Lalu, apakah kekelawar atau binatang liar adalah musuh manusia? Tentu tidak. Tuhan menciptakan kelelawar pasti juga ada maksudnya.
Kelelawar memainkan peran besar dalam ekosistem dengan mengendalikan populasi serangga. Menurut penelitian, dalam satu jam, kelelawar berukuran normal dapat memakan hingga 500 hingga 1.000 nyamuk.
Keberadaan kelelawar membantu manusia menghemat pestisida yang mana nyamuk juga berpotensi membawa penyakit seperti virus Zika, demam berdarah, atau malaria. Kebiasaan kelelawar memakan serangga juga menghemat banyak uang untuk pertanian.
Kotoran kotoran kelelawar pemakan buah, terutama yang ada di hutan hujan, menebarkan benih, membantu regenerasi tanaman dan pohon yang sebelumnya rusak atau ditebang.
Dari bermacam-macam riset mengenai penyakit zoonosis yang sudah dilakukan oleh para penelitu-peneliti terdahulu, ada satu garis besar yang bisa diambil. Garis besarnya adalah soal keseimbangan ekosistem. Jika manusia terus menerus mengganggu ekosistem satwa liar, bukan tidak mungkin pandemi akan sering terjadi.
Gambarannya begini. Mungkin, pada awalnya, manusia memiliki kekebalan dan virus. Alhasil, virus atau mikroba memilih hidup di mahluk hidup lain, seperti kelelawar atau satwa liar lainnya. Namun, karena ekosistem satwa liar terganggu (karena ulah manusia seperti pembukaan lahan atau perusakan hutan), satwa liar akan berinteraksi dengan manusia dan timbullah penyakit zoonosis atau penularan penyait dari hewan.
Jika hutan semakin menyusut dan satwa liar semakin terganggu, interaksi manusia dn satwa liar meningkat, bukan tidak mungkin pandemi akan lebih sering terjadi.
Kita tentu belajar bagaimana pandemi ini memorakporandakan ekonomi. Entah sudah berapa triliun uang yang digelontorkan untuk mengatasi pandemi mulai dari anggaran pelacakan, pengobatan, bantuan korban terdampak, hingga vaksin. Korban berjatuhan karena pandemi juga sudah banyak sekali.

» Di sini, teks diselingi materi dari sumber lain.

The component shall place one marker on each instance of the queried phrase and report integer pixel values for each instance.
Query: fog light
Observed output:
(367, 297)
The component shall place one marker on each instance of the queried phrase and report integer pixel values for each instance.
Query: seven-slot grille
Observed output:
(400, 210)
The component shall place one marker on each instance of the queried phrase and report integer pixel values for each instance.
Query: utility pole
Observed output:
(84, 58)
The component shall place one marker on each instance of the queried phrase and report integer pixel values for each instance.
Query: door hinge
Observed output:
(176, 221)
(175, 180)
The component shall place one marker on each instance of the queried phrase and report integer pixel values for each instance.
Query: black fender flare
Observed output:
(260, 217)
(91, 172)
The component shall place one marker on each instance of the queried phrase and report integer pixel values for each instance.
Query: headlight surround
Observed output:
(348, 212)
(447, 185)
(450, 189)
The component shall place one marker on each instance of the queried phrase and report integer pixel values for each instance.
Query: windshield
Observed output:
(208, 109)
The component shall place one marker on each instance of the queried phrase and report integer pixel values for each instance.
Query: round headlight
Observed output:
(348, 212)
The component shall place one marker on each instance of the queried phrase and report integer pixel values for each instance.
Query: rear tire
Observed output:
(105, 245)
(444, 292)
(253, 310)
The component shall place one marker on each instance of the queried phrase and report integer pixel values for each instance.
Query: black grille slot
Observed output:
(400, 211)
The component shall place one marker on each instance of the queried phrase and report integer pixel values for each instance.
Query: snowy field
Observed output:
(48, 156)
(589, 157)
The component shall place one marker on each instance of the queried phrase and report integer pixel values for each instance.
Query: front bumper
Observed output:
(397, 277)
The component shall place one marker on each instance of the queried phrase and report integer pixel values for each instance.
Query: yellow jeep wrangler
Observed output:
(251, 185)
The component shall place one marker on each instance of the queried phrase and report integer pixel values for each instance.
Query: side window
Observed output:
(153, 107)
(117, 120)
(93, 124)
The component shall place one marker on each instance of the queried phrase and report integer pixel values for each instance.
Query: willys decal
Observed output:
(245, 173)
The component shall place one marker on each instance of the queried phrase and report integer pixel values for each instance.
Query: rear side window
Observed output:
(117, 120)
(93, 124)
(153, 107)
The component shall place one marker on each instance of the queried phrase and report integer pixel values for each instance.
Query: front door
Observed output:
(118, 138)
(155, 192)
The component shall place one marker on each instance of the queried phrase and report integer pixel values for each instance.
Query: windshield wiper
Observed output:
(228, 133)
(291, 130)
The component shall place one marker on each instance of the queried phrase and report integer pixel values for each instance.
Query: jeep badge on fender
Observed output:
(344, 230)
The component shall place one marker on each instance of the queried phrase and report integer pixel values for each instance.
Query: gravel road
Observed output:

Kita seharusnya kita bisa belajar bahwa lebih menjaga alam adalah salah satu cara kita untuk tetap hidup berkelanjutan. Mencegah pandemi di masa depan mungkin bisa kita mulai dengan lebih bijak menjaga alam mulai dari sekarang.
Saatnya pemerintah menindak lebih tegas tentang perdagangan atau penyelundupan satwa liar. Biarkanlah satwa liar itu tinggal di habitatnya sebagaimana mestinya. Jika ikhtiar ini dilaksanakan, semoga saja di masa depan tak ada pandemi lagi.